秀秋の裏切りのインパクトがあまりにも強すぎたため、浪人となった家臣たちに対しても、誰も彼らを雇おうとする者はいなかったらしい。主君の決断が後々まで家臣を苦しめた典型的な事例である。

話が外れた。あの戦いから400有余年の歳月が流れた今、私はその関ヶ原の地に立っている。あれだけ名高い決戦があった場所であるにもかかわらず、実は私は、初めてこの地を訪れたのであった。

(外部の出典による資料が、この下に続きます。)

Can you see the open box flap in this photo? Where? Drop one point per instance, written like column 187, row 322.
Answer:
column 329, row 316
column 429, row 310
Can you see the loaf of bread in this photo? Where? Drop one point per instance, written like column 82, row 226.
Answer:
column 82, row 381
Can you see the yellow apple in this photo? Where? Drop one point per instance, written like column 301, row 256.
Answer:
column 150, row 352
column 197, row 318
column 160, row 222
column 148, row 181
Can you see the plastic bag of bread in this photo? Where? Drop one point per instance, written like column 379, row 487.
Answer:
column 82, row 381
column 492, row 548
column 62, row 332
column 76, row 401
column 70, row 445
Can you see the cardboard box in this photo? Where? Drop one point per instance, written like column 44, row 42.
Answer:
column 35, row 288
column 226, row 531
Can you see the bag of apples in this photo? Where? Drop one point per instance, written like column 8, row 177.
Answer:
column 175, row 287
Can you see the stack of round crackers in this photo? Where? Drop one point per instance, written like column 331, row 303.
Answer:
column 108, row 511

私は今、堪らなくこみ上げてくる興奮を、ぐっと心のなかで抑えながら、じっとこの大地に立っている。このけっして広くはない山あいの平地に、当時の日本を代表する武将たちのほとんどが集結して、日本の行方を決しようとした。知力と武力とを駆使しての総力戦が、この場所で行われた。当時のエネルギーのすべてが、ピンポイントでここに集められたのである。凄まじいエネルギーの磁場が生じていたことを思うと、私は興奮を禁じ得ない。

 石田三成が陣を置いた笹尾山に登ってみた。

笹尾山は、関ヶ原の北西に位置する丘陵のような小山であるが、関ヶ原にいればどこからでもすぐにそれと知れる、絶好の位置にある。付近には、「大一大吉大万」と書かれた旗指物がきらめき、二重の矢来や馬防柵が復元されて臨場感を煽っている。

笹尾山・三成陣地 笹尾山 三成陣地

山上には物見台が設置され、「史蹟關ヶ原古戰場 石田三成陣地」、「笹尾山 石田三成陣所古趾」と彫られた古めかしい石碑が建てられている。観光客が後からあとからひっきりなしに登ってくる。関ヶ原の古戦場史跡の中でも三成が陣地としたここ笹尾山は、一番の人気スポットになっている。

笹尾山・三成陣地跡の石碑 笹尾山 三成陣地の石碑

物見台からの眺望は、実にすばらしかった。文字どおりに関ヶ原を一望の下に望むことができる。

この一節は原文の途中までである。